In Focus: Klopp now third longest-serving boss in English football
After rock and roll fan Gareth Ainsworth joined QPR following a decade at Wycombe, Jurgen Klopp's heavy metal tactics have seen him become the third longest-serving boss in English football.
The German has been at Anfield since October 2015, although recent performances have led to suggestions he could continue his trend of leaving clubs after around seven years in charge.
We take a look at the five men who have been in the dugout for the longest in the top four divisions.
5. Mark Robins (Coventry)
Mark Robins, 53, has seen plenty of crises in his second spell as Coventry boss but has brought success to the Sky Blues despite ongoing off-field issues since returning in March 2017.
Winning the EFL Trophy soon after taking the reins, he led his side into League One via the play-offs and two seasons later got them into the Championship, where they have remained.
Perhaps it is not too great a shock that he has kept his seat in the dugout, after all, he is the man who famously saved then up-and-coming Manchester United boss Alex Ferguson's job in 1990.
4. Pep Guardiola (Manchester City)
Pep Guardiola has brought an unprecedented era of success to Manchester City and recently signed an extension until 2025.
His time with the Citizens has not been without incident and reports have emerged linking him with an exit at various points during his Etihad reign.
But with a superstar squad and world-class facilities at his disposal, it seems as if the 52-year-old Catalan could be in his post for a while yet.
3. Jurgen Klopp (Liverpool)
Klopp has moved into the top three thanks to Ainsworth's departure but there are question marks about how long his Liverpool career will last.
He is under contract until 2024 but the Reds' struggles this campaign have seen the German's methods questioned and a summer overhaul is on the cards at Anfield.
Former Borussia Dortmund chief Klopp, 55, is still expected to be the man to lead that rebuild but has a reputation for quitting clubs after seven seasons from his time at BVB and Mainz in his homeland.
2. John Coleman (Accrington Stanley)
John Coleman has spent two decades at Accrington Stanley over two spells at the club.
He has certainly cut the mustard in his current stint which began in September 2014, winning League Two in 2018 and keeping his side in the third tier ever since.
Coleman, 60, finds himself in a relegation battle in the 2022-23 season and will need every bit of his nous to help Stanley stay up.

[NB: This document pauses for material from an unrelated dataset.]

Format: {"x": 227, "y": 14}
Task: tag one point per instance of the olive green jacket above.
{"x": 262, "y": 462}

1. Simon Weaver (Harrogate Town)
Simon Weaver took over as player-manager at Harrogate Town in May 2009 and has been at the helm for the most successful period in the club's history.
Joined at Wetherby Road shortly after by his dad Irving, who became chairman, the father-and-son duo have fired the Sulphurites into the Football League for the first time ever.
Known more as a spa town, Harrogate is now firmly on the groundhopper map and the Weavers will hope to keep their spot in the pyramid for years to come.
Their 45-year-old boss, who hung up his boots in 2012, will expect that his job is secure for years to come — or there could be an awkward conversation at the next family Christmas dinner.